От наших интимных «рандеву» у меня остались лишь воспоминания о его нелепых черных носках, почему-то длинных, как гольфы, запах приторно-сладкого парфюма, его прерывистое дыхание и стоны в ухо, когда мне казалось, что сейчас я оглохну, и традиционный вопрос постфактум: «Тебе было хорошо?»
Наше охлаждение друг к другу наступило довольно скоро, и встречи прекратились. Верунчик, которая была в курсе этой истории, почему-то решила, что я печалюсь по своему бывшему кавалеру. Она видела мое плохое настроение и думала, что причина — в нашем расставании. Но я-то знала, что дело было не в этом. Или, точнее, не только в этом. Я злилась и грустила не столько по Дмитрию, по этому убожеству, который толком-то девушку даже в кафе сводить не мог, все сжимался и подсчитывал в уме свои траты, сколько потому, что мой первый роман оказался таким убогим и пошлым. Но сделанного уже не воротишь…
— Слушай, не могла бы ты мне не напоминать об этом… — я запнулась, подыскивая подходящие эпитеты, — идиоте.

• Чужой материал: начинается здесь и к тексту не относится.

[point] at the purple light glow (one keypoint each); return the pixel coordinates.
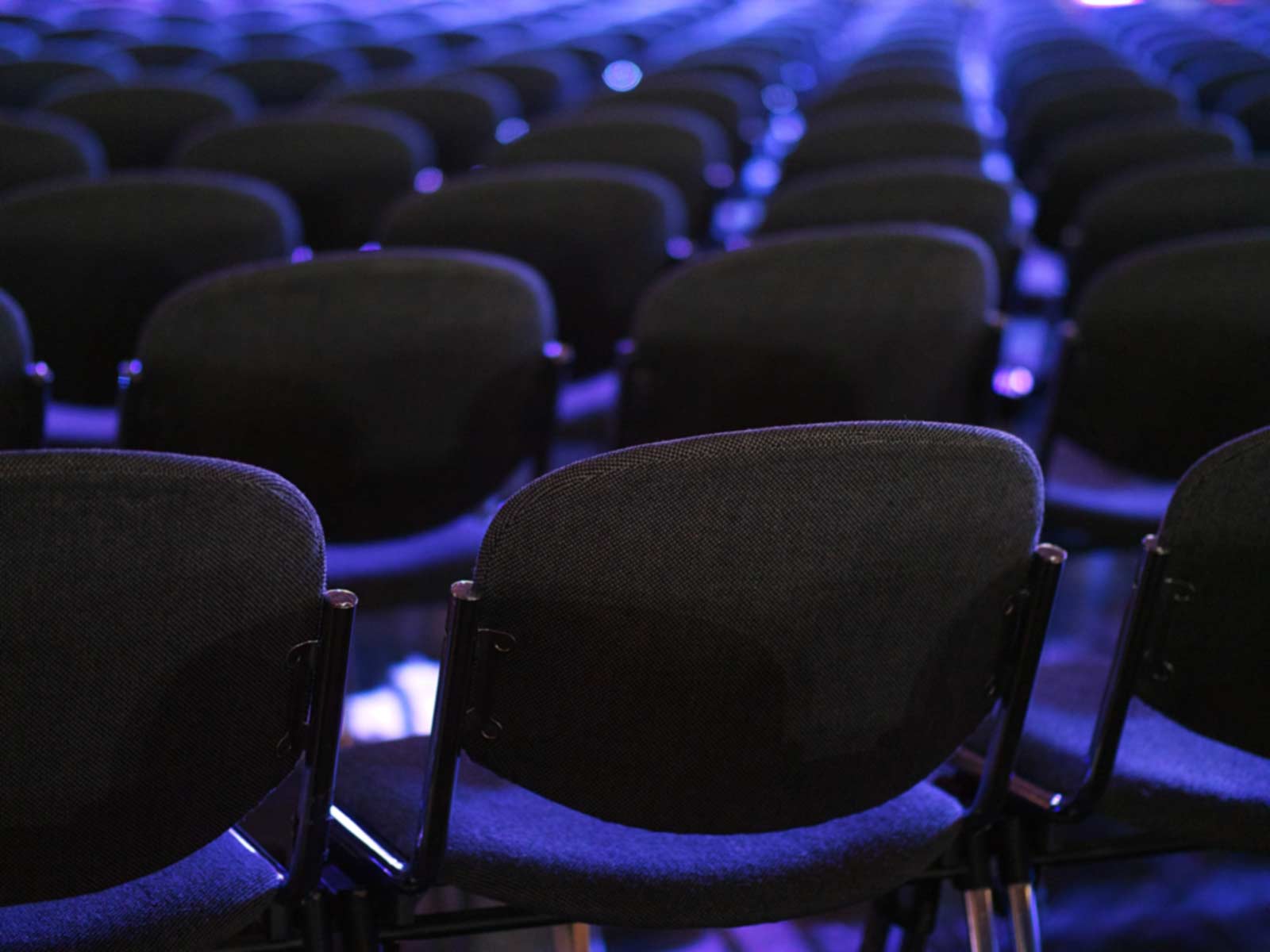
(719, 175)
(511, 130)
(1014, 382)
(429, 181)
(622, 75)
(679, 248)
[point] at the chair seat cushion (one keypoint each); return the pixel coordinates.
(192, 904)
(516, 847)
(1166, 778)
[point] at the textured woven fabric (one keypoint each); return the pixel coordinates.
(279, 80)
(461, 111)
(1067, 112)
(1166, 778)
(1217, 532)
(140, 124)
(1155, 205)
(545, 80)
(876, 323)
(941, 192)
(1172, 355)
(520, 848)
(88, 260)
(596, 264)
(395, 389)
(17, 395)
(342, 165)
(884, 135)
(1083, 163)
(41, 146)
(190, 905)
(25, 83)
(676, 144)
(149, 608)
(747, 632)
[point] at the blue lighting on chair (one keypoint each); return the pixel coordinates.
(622, 75)
(429, 181)
(780, 99)
(511, 130)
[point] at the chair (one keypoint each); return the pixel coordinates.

— Ладно, не буду. Я все понимаю, — многозначительно сказала подруга. — Все-таки первая любовь…
Этой курице даже не докажешь, что он мне никакая не любовь, а так… случайный прохожий, столкнувшийся со мной на жизненном перекрестке. Но я решила не спорить. Все равно это пустая трата времени и сил.
Мы входим в вестибюль и подходим к огромному зеркалу. Каждая из нас оглядывает себя придирчивым взглядом: всели в порядке? Нет ли размазанной помады на губах или взлохмаченных волос. Верунчик в длинном нежно-персиковом блузоне и темно-коричневых расклешенных брюках, я — в серебристой блузке и черной юбке чуть выше колен. Все тип-топ.

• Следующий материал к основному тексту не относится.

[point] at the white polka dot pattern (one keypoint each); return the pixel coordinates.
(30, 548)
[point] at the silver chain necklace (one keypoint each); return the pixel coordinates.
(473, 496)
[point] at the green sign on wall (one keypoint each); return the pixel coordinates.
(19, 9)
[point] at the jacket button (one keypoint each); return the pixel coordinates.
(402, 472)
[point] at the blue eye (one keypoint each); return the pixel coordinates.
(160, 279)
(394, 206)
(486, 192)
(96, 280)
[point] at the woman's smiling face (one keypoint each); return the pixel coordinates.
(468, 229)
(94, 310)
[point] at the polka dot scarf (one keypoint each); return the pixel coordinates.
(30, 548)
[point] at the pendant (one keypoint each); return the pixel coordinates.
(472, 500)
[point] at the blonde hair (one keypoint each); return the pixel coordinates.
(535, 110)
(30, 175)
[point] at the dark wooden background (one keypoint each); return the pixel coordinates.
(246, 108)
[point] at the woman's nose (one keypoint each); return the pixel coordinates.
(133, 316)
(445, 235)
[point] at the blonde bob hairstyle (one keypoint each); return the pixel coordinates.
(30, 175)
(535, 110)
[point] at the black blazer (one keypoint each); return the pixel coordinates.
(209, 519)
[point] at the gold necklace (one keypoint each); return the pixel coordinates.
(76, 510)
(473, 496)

Верунчик достала из сумки фотоаппарат и протянула мне.
— Возьми его. Снимешь тех, на кого я укажу. Делай серьезное лицо, и все сойдет.
Большой зал был залит огнями. Дамы ходили с одинаково кукольными лицами — и заученными улыбками. У большинства были декольтированы спины и грудь. Мужчины были в костюмах и с непроницаемым выражением лиц. Как у игроков в преферанс.
— Попали, — с восхищением шепнула мне Верунчик. — Крутое мероприятие. Правда, я сюда работать пришла, а не развлекаться. Мне еще нужно найти агента по связям с общественностью.